Le MRC attire l’attention de tous sur ce que, comme dans un pays de la région et aux mêmes fins, le régime est entrain d’organiser méthodiquement le retard et le désordre dans le calendrier électoral prévu l’année prochaine. L’organisation à date des élections est un élément important de la vitalité, du sérieux et de la crédibilité démocratiques, que le Gouvernement ne peut ignorer.
Sur la base de tous ces arguments, le MRC veut, une fois de plus, prendre l’opinion nationale et internationale à témoin sur les risques graves que le régime fera courir à la nation avec sa tentative de faire glisser le calendrier électoral prévu en 2018.

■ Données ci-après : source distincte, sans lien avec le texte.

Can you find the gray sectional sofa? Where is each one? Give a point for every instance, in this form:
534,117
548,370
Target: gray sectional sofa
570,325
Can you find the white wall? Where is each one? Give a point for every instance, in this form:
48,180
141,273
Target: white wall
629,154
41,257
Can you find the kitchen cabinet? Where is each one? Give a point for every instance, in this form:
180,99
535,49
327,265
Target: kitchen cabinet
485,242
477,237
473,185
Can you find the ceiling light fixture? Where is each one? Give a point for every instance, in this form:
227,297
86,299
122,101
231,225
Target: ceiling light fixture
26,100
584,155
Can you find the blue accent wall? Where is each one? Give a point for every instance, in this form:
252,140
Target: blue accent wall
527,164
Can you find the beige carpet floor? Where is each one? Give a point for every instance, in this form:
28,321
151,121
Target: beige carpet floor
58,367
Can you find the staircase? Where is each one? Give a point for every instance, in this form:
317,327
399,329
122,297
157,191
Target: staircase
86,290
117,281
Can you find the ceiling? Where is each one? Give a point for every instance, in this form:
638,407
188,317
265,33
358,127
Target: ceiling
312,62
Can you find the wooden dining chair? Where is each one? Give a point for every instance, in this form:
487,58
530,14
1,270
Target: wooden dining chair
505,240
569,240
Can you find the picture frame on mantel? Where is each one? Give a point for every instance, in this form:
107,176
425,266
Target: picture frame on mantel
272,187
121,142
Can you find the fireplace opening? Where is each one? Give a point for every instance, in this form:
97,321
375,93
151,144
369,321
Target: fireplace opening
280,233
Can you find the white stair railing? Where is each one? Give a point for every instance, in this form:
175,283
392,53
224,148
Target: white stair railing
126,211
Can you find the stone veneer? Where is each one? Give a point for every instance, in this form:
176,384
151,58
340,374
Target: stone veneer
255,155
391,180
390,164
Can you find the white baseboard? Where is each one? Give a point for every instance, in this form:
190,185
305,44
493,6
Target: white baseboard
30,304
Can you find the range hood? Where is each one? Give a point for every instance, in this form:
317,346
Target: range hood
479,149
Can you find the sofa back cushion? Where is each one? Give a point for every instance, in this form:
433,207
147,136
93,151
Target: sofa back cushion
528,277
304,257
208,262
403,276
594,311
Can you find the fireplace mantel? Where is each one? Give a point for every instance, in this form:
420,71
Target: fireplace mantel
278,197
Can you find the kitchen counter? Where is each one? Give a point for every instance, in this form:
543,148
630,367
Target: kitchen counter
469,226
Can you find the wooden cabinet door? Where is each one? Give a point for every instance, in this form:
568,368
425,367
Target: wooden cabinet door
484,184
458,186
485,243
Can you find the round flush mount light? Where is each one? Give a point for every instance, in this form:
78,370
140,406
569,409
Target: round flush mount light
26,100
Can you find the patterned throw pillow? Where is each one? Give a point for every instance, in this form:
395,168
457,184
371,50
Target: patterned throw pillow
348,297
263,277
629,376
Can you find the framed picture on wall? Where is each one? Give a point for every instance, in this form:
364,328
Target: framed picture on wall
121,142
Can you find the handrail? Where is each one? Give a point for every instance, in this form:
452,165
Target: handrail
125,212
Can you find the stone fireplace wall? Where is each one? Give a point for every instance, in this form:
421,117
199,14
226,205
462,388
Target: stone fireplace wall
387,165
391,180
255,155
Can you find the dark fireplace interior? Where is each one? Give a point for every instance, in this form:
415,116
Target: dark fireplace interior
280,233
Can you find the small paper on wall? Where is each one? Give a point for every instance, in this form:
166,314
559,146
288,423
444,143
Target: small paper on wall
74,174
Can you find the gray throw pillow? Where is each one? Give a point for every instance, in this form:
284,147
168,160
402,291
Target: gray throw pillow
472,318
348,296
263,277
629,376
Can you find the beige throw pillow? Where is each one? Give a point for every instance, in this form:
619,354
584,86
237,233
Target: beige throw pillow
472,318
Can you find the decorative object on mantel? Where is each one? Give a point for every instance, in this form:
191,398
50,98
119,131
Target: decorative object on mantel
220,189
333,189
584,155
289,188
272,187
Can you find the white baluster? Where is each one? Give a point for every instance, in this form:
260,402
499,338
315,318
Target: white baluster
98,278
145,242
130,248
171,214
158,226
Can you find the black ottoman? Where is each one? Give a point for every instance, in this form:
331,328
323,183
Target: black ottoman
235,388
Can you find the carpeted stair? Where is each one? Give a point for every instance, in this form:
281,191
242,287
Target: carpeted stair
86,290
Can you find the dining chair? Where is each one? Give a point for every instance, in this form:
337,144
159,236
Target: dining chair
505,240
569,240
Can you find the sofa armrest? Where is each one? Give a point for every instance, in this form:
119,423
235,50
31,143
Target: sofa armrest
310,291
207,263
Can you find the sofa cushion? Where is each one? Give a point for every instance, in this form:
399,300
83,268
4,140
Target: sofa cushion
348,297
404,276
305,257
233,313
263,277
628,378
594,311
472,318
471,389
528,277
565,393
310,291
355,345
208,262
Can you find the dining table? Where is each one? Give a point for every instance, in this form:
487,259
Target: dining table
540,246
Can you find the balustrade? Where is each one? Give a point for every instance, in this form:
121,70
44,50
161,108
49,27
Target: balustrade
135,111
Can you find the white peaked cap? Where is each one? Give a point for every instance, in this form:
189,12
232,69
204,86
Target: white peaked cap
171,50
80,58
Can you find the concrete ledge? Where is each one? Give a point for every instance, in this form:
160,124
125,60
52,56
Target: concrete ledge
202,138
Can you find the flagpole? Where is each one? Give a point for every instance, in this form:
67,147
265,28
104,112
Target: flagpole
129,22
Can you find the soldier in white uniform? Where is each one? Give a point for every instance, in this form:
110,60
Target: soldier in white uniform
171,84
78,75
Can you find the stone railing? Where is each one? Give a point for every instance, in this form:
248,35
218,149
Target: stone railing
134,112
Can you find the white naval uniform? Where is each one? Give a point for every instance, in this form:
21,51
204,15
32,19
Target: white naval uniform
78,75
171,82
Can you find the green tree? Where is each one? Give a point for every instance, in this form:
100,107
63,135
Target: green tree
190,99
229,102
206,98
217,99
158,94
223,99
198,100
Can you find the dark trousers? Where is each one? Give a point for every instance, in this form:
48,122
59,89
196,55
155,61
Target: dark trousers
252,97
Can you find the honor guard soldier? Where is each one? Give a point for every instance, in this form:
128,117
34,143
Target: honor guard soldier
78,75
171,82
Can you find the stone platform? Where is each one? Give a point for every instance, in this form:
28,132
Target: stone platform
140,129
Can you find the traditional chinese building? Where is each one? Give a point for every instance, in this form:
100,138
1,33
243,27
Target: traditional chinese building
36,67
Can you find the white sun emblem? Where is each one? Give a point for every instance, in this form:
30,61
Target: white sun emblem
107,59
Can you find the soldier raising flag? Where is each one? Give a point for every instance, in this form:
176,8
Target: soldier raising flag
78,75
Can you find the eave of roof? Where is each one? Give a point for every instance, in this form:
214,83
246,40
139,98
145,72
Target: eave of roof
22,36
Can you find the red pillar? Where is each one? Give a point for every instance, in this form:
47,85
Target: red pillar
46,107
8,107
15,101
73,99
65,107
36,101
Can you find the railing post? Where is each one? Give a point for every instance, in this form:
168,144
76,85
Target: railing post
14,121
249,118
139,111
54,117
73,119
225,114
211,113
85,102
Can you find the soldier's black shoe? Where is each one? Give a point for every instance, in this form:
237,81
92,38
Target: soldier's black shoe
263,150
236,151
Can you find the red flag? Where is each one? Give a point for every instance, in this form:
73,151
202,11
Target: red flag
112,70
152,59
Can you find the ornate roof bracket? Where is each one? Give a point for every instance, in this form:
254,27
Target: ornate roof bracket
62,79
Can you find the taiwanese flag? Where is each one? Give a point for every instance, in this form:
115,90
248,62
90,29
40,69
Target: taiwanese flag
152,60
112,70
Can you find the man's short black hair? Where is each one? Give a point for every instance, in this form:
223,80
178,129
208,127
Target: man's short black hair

D’ores et déjà, le MRC informe qu’il mobilisera en temps opportun les citoyens camerounais de bonne volonté, militants et sympathisants ou non de partis politiques, afin que, comme un seul homme, le peuple camerounais s’oppose fermement et pacifiquement à tout glissement du calendrier électoral qui n’est ni plus ni moins qu’un coup d’État politique. Le MRC s’opposera fermement à toute confiscation du pouvoir par le régime RDPC à travers des manœuvres liées au calendrier électoral qui est connu de tous. Que le Pouvoir le sache: ni la corruption politique, ni la répression ne dissuaderont le MRC et les Camerounais de se dresser contre cette énième manœuvre.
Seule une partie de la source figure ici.